The same principle appears in larger AI platform conversations:
- model observability
- experiment tracking
- lineage
- governance
- reproducibility
- auditability
- decision traceability
This stack is intentionally much smaller than those enterprise platforms, but it reflects the same underlying idea: make the process visible enough that it can be trusted.
That is why I find the pattern interesting.
A relatively small amount of structure around an ML workflow can improve the quality of experimentation. It can reduce repeated manual work. It can make results easier to explain. It can also help teams move from “I ran a model and got a score” to “we can understand why this result is credible.”
That is a different level of maturity.
Installation
Install the logger:
pip install kt-masterlog
or:
uv add kt-masterlog
Install the dashboard:
pip install kt-masterviz
or:
uv add kt-masterviz
Open the dashboard against the most recently started run:
kt-masterviz --latest
Repositories
- kt-masterlog: github.com/techspeque/kt-masterlog
- kt-masterviz: github.com/techspeque/kt-masterviz
- kt-masterdemo: github.com/techspeque/kt-masterdemo
PyPI
- kt-masterlog: pypi.org/project/kt-masterlog
- kt-masterviz: pypi.org/project/kt-masterviz
What I learned from building it
This started as a small frustration during model experimentation, but it reinforced a broader lesson: the workflow around machine learning often matters as much as the model code itself.
A model experiment is not just a script that produces a score.
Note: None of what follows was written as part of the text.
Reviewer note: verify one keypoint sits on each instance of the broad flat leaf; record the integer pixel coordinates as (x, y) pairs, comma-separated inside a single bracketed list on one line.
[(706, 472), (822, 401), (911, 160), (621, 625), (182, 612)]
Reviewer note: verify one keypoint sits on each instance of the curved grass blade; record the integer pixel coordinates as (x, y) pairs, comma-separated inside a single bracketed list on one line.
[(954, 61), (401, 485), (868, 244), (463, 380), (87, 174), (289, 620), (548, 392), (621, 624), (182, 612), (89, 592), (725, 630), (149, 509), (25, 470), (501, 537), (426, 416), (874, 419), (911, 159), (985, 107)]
It is a process of observation, comparison, diagnosis, explanation, and iteration.
If that process is fragmented, the learning is weaker.
If that process is captured clearly, the experiment becomes easier to understand and easier to build on.
That is what this stack is trying to support.
Not a new modelling framework. Not a replacement for KerasTuner. Just a lightweight experiment observability layer that turns tuning runs into something more inspectable, comparable, and explainable.
In practice, that is often where the real productivity gain sits.